The city of Ramsey is looking into whether it violated state law by hiring a real estate consulting firm that doesn't have the license required to collect real estate commissions.
The quality of work performed by Landform Professional Services is not the issue, city officials say. The question involves a portion of the $1.4 million the Anoka County city has paid Landform, several hundred thousand dollars for what Landform President Darren Lazan describes as "incentive fees" for "engineering work, attending meetings, site-planning, platting and marketing."
Those responsibilities, Lazan says, have nothing to do with brokering real estate deals and conform with Minnesota law, as well as a contract that says Landform is not "entitled to any compensation for work which requires a license."
"I am fully confident that we are within the scope of our contract," Lazan said this week. "We're not brokers, we don't get commissions. The vast body of our work involves work brokers don't do."
Lazan never hid that he and Landform have no real estate or broker's licenses, required by state law for brokering real estate deals -- which involves listing properties. That fact is mentioned early in the company's contract with Ramsey, an agreement to "provide development services" for a 140-acre property that officials have hoped would become a new downtown.
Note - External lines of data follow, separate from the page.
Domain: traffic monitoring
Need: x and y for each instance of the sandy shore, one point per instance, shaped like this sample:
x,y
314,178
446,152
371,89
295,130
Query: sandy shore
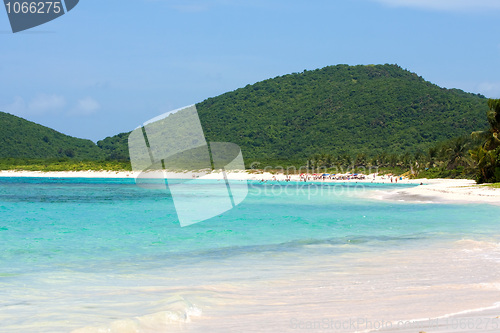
x,y
443,190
But newly elected Mayor Sarah Strommen, who was not a City Council member when Landform was hired in 2009, said the city has sought legal counsel to define Landform's role and review a contract that expires March 31.
Anonymously sent document
Spurring the issue was an anonymously sent nine-page document challenging "compensation" to Landform for what it called "brokerage" work. Strommen was among those who received the unsigned document nearly three weeks ago, but says she has no idea who wrote or sent it. She said it's "interesting, but we don't know how much of it is credible."